本当は予備の部品を猿やチンパンジーといった類人猿の脳に移植して実験を行うのが理想だったが、動物実験の正規申請を出すと時間がかかるため、シミュレーションのみで原因を探ることになっている。後は原因を特定するだけだが、それでもかなり時間はかかるだろうとの見通しだ。
 脳波には今のところ異常は見受けられない一方、数秒おきに脳全体の血流推移をモニターしている脳血流SPECTでは前頭葉部が黒〜青の暗い色のまま変化がなく、感情が高揚する戦闘訓練中とは思えないほどだ。
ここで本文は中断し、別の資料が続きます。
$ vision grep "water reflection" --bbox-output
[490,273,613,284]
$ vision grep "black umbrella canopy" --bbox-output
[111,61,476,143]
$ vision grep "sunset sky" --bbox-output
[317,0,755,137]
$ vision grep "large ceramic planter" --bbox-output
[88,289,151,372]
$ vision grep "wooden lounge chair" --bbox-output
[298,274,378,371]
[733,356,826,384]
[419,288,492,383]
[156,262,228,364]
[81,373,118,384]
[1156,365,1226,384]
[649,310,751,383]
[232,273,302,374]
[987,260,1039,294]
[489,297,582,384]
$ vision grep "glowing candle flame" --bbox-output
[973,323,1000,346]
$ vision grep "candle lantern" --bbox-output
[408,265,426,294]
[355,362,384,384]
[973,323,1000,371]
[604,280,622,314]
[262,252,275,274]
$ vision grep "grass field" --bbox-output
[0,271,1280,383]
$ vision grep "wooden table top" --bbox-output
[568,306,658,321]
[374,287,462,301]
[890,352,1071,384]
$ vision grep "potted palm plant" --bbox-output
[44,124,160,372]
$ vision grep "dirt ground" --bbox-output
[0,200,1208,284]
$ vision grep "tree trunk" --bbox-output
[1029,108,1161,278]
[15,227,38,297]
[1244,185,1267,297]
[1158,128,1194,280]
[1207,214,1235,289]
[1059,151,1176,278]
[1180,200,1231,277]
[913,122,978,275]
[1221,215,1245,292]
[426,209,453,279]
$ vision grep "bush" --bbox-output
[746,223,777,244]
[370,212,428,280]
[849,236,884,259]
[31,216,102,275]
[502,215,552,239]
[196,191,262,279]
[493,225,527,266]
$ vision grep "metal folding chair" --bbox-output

これはうつ病の感情阻害時などにも見られる症状で、意欲低下や無関心といった負の心情が強い証拠である。
 未来は昨日、今日と2日間はオフィスで働いて、今日は午後から戦闘訓練と定期メンテナンスのためにC−SOLに出向いてきている。事件後初めてAWPスタッフに見せる顔は比較的落ち着いているように見えた。
 が、彼女の沈んだ気持ちは訓練結果と脳血流モニターに現れた脳の働きに如実に現れていた。
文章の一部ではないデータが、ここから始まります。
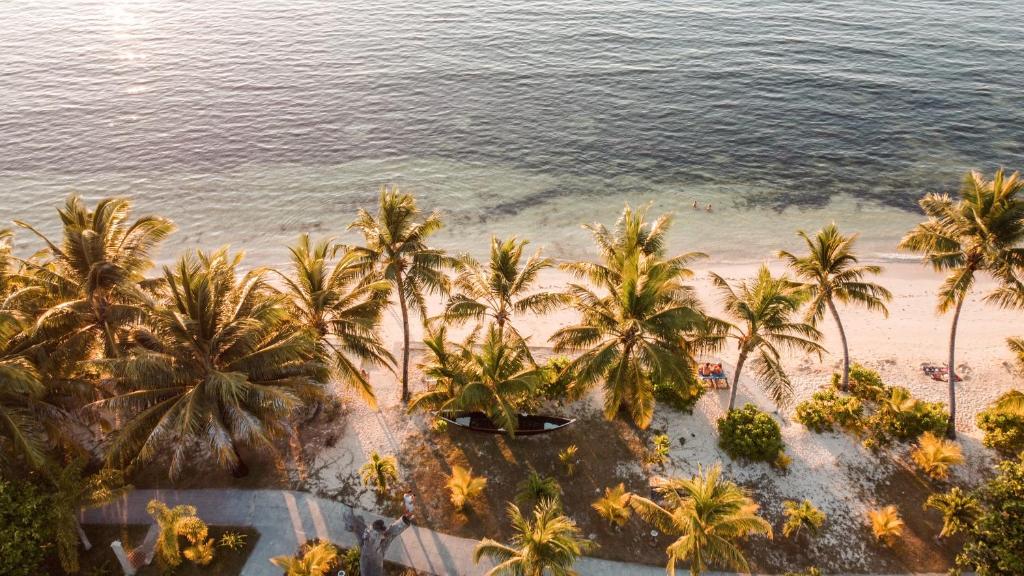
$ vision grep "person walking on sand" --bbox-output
[345,508,413,576]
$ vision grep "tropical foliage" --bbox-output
[473,500,595,576]
[629,465,772,575]
[778,222,892,392]
[900,169,1024,438]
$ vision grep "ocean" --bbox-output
[0,0,1024,263]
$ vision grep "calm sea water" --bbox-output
[0,0,1024,261]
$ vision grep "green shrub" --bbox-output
[654,382,706,414]
[718,404,785,462]
[0,480,55,576]
[977,393,1024,458]
[797,389,864,434]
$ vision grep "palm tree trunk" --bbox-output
[394,271,409,403]
[825,297,850,392]
[729,348,748,412]
[946,296,966,439]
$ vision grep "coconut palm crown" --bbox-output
[899,169,1024,438]
[778,222,892,392]
[94,248,327,478]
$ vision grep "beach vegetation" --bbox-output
[629,464,772,575]
[718,404,785,462]
[778,222,892,392]
[899,168,1024,438]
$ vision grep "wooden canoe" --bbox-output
[437,412,575,436]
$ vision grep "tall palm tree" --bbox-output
[95,249,326,478]
[279,234,394,407]
[705,265,823,410]
[348,187,452,402]
[440,236,565,332]
[899,168,1024,438]
[551,207,706,427]
[473,500,595,576]
[778,222,892,392]
[409,325,541,436]
[15,196,174,359]
[630,464,772,576]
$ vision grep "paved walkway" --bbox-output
[83,490,665,576]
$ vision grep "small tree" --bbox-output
[359,450,398,494]
[782,500,825,538]
[910,431,964,480]
[867,504,905,545]
[591,482,632,528]
[446,466,487,509]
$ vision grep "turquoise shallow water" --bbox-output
[0,0,1024,260]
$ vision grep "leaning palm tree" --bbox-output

「今までの訓練よりも、被弾回数が多いですね。弾丸命中率も低下してますし、何より動きに切れがありません。注意力も散漫なようです」
 インカムは外したまま、リューがモニターに映し出している監視カメラの画像とパワードスーツのカメラ画像とを見比べて呟いた。未来は今まで優秀な結果を常に叩き出していただけに、精神的な問題を抱えている現在はその動きに著しい粗さが見られる。見張りを想定した障害物から発射される光弾には既に5度被弾しており、この調子だと最悪の数値となりそうな予感がしていた。
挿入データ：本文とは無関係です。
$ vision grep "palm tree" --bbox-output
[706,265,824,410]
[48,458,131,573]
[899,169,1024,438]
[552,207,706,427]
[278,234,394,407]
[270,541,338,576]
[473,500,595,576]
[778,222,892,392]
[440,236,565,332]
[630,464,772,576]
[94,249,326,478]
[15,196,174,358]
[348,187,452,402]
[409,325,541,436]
「なあ……未来の状態は普通に見えるけど、明らかに普通じゃないよな」
 杉田も脳血流のモニターから眼を離さずにリューへ声をかけると、端正な顔が頷いた。
「僕たちが今未来の心の負担を減らしてやるには、一体どうすればいいんだ?リューは軍にいた頃に、そういう兵士も見てきてるんだろ。どうやって彼らに接してた?」
「軍という環境は特殊です。人殺しや裏切りが日常なので、よくあることだから慣れるようにいつも言ってはいましたが、未来は民間人です。そんな慰めは却って逆効果でしょう」
 息をついて、リューは椅子の背もたれに寄りかかった。
「かといって土下座して謝ればいいのかと言えば、それで済む問題ではありません。そうですね。私達が利害関係にないところでいつも心配している、ということを態度で示すくらいでしょうか。私について言えば、この訓練で出た最悪の数値を認めることですね」
 もし直接正式な文書などで謝罪の意を示したとしても、書類や手続き上の問題だけで済まそうとしている印象を与えてしまうだろう。必要なのは、未来が心に深い傷を受けて苦しんでいることを理解している姿勢を見せることだった。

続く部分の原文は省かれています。